Représentées par Me Vincent DE FOURCROY de la SELARL DE FOURCROY AVOCATS ASSOCIES, avocat au barreau de LYON, toque : 1102, postulant et ayant pour avocat plaidant Me Christophe MANIEZ de la société THE CAB AVOCATS, avocat au barreau de LYON

En la présence du Ministère Public prise en la personne de Romain DUCROCQ, substitut général

* * * * * *

Date de clôture de l'instruction : 14 Mars 2023

Date des plaidoiries tenues en audience publique : 16 Mars 2023

Date de mise à disposition : 11 Mai 2023

Composition de la Cour lors des débats et du délibéré :

- Patricia GONZALEZ, présidente

- Marianne LA-MESTA, conseillère

- Raphaële FAIVRE, vice-présidente placée

assistées pendant les débats de Clémence RUILLAT, greffière

A l'audience, un membre de la cour a fait le rapport, conformément à l'article 804 du code de procédure civile.

Arrêt contradictoire rendu publiquement par mise à disposition au greffe de la cour d'appel, les parties en ayant été préalablement avisées dans les conditions prévues à l'article 450 alinéa 2 du code de procédure civile,

Signé par Patricia GONZALEZ, présidente, et par Clémence RUILLAT, greffière, auquel la minute a été remise par le magistrat signataire.

* * * *

EXPOSÉ DU LITIGE

La SAS Energineo, spécialisée dans la fourniture d'équipements électriques à destination des professionnels et grandes surfaces est dirigée par la SAS Initiative Energie, elle-même dirigée par les sociétés Adar et La Tomer.

Par acte du 29 avril 2020, la société Energineo a régularisé une déclaration de cessation des paiements aux fins de voir prononcer une liquidation judiciaire.

Par jugement du 5 mai 2020, le tribunal de commerce de Lyon a ouvert une procédure de liquidation judiciaire au bénéfice de la société Energineo, fixé provisoirement la date de cessation des paiements au 31 mars 2020 et a désigné la Selarl Alliance MJ en qualité de liquidateur judiciaire (le liquidateur judiciaire).

Par acte extrajudiciaire du 13 octobre 2020, la Selarl Alliance MJ, ès-qualités a saisi le tribunal de commerce de Lyon afin de faire remonter la date de cessation des paiements du 31 mars 2020 au 15 novembre 2019.

Par jugement du 3 août 2021, le mandat exercé par Me [H] au sein de la Selarl Alliance MJ a été transféré à la Selarl [K] [H].
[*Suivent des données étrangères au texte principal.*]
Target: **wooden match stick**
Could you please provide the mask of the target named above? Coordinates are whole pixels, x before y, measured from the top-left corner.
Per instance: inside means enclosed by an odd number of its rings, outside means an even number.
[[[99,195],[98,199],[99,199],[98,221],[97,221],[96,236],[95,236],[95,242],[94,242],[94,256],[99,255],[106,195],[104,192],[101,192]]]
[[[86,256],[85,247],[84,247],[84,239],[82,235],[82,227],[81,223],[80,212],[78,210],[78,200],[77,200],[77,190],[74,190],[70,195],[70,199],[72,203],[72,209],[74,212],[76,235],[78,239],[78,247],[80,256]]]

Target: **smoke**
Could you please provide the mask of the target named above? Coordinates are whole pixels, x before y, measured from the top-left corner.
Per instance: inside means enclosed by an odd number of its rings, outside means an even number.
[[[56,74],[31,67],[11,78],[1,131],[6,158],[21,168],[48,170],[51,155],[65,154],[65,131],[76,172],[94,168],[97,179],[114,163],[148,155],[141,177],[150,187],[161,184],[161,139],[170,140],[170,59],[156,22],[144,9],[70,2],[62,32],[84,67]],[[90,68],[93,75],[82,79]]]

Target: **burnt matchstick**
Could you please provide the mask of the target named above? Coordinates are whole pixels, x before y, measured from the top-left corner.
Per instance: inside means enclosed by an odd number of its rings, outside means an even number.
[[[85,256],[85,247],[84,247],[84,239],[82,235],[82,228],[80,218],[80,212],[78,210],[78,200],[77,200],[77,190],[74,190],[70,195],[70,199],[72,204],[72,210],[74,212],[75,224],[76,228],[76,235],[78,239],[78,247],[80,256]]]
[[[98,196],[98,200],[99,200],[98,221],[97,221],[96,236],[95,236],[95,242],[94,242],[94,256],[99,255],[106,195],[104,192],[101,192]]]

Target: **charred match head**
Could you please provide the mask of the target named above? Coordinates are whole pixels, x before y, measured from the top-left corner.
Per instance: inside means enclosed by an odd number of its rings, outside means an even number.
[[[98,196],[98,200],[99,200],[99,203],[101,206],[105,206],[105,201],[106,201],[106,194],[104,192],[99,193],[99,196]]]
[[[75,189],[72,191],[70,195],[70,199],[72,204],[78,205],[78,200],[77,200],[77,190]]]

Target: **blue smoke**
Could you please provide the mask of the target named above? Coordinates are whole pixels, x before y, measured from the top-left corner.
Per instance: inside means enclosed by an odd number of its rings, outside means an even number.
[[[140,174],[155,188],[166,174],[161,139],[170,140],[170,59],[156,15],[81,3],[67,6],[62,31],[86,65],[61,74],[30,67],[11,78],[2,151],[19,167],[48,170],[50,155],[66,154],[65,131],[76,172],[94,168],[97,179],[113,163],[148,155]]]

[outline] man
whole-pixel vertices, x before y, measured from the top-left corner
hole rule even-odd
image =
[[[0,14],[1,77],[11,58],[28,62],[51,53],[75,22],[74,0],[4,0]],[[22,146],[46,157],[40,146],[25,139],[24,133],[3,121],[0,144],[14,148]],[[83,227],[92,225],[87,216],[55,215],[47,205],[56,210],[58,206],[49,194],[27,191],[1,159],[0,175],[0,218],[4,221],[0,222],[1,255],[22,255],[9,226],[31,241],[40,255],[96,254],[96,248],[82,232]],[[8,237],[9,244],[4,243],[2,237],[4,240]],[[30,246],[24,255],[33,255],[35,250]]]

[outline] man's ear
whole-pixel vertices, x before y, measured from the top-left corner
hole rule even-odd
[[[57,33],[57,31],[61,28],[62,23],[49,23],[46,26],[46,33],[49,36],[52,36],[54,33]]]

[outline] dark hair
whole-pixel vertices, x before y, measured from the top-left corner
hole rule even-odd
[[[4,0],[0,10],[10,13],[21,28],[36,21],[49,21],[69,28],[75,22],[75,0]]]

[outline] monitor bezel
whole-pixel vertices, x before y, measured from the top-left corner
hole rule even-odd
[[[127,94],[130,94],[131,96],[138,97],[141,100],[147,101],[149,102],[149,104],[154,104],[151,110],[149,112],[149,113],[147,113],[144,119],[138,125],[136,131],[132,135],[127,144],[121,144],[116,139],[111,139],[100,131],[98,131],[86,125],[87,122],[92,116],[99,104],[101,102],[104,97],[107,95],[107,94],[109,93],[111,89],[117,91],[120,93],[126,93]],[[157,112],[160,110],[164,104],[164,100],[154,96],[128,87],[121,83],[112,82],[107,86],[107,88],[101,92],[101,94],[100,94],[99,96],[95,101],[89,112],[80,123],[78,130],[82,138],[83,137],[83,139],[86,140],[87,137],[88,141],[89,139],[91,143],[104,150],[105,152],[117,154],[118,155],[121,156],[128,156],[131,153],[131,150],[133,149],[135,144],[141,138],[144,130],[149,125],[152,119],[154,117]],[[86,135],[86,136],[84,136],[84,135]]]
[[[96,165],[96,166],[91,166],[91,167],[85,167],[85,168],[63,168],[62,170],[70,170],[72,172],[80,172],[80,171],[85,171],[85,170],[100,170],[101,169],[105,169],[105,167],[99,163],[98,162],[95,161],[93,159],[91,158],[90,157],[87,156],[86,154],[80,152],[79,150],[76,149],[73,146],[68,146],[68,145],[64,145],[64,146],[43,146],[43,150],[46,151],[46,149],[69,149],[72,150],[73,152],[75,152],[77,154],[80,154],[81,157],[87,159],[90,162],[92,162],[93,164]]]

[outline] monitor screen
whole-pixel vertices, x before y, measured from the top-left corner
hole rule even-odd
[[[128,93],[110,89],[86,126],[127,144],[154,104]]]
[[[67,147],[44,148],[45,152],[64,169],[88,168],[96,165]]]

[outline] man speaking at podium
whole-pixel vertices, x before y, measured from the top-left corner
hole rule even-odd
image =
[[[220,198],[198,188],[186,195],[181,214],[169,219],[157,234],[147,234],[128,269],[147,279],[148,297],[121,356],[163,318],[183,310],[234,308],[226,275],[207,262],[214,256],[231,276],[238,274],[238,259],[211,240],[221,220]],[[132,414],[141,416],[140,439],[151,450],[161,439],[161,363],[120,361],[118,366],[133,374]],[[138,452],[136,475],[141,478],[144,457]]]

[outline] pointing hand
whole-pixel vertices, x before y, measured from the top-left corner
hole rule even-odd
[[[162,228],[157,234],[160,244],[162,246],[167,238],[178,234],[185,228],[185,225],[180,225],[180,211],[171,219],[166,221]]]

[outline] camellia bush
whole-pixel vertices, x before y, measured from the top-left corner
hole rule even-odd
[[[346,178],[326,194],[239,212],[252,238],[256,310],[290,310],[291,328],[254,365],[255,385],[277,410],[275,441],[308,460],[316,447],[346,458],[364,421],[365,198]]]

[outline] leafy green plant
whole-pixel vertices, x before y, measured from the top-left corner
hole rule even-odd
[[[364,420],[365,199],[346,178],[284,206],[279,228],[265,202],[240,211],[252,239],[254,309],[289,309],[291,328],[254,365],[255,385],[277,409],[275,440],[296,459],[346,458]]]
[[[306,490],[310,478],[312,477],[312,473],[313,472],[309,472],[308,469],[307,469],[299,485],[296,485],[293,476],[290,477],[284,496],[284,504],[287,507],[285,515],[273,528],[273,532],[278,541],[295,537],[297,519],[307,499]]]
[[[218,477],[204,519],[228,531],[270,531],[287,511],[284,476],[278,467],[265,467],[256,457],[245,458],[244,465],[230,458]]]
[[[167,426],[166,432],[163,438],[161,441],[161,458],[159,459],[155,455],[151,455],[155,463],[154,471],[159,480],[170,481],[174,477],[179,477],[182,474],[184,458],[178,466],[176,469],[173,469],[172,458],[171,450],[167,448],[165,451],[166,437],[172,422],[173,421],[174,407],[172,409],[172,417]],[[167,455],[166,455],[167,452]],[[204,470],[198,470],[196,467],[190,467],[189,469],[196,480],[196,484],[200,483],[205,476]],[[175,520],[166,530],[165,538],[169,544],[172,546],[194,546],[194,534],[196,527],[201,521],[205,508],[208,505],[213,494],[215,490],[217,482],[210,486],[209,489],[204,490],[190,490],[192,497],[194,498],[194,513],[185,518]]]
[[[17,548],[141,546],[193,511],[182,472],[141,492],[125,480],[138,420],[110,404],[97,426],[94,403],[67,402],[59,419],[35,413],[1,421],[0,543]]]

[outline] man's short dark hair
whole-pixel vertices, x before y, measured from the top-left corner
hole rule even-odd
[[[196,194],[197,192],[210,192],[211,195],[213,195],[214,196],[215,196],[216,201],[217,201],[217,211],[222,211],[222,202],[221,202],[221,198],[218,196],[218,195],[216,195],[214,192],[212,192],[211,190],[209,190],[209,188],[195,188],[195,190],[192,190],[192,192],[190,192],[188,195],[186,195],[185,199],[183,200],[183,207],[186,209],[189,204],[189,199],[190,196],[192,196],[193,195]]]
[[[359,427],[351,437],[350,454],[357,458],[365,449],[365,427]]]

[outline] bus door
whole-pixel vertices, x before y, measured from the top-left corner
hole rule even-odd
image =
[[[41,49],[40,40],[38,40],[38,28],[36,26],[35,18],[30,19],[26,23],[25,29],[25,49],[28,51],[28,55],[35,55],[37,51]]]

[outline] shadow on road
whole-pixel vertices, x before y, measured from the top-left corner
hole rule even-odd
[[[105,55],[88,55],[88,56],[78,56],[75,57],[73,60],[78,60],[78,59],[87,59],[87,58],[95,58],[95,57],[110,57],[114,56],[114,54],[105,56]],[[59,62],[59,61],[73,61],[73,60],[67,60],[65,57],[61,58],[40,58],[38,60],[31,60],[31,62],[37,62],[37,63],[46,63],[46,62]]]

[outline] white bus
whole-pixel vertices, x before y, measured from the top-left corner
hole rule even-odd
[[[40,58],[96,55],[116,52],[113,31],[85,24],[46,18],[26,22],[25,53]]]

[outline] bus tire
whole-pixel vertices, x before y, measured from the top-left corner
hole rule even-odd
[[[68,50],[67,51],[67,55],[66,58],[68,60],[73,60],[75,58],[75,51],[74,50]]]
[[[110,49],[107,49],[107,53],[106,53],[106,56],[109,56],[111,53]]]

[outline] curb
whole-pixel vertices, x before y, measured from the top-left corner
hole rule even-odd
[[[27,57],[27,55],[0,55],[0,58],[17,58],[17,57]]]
Par jugement contradictoire du 13 janvier 2022, le tribunal de commerce de Lyon a :

- constaté que par jugement en date du 3 août 2021, le tribunal a désigné la Selarl [K] [H], représentée par Me [H], en qualité de liquidateur judiciaire de la société Energineo en remplacement de la Selarl Alliance MJ, précédemment désignée,

- dit que la société Energineo n'était pas en état de cessation des paiements le 15 novembre 2019,

- dit que la société Energineo n'était pas en état de cessation des paiements le 30 novembre 2019,

- débouté la Selarl [K] [H], en qualité de liquidateur judiciaire de la société Energineo, de toutes ses demandes,

- fixé définitivement la date de cessation des paiements de la société Energineo au 31 mars 2020,

- condamné la Selarl [K] [H] à verser la somme de 1.000 à la société Adar au titre de l'article 700 du code de procédure civile,

- condamné la Selarl [K] [H] aux entiers dépens de l'instance.

La Selarl [K] [H], ès-qualité de liquidateur judiciaire de la société Energineo, a interjeté appel par acte du 19 janvier 2022.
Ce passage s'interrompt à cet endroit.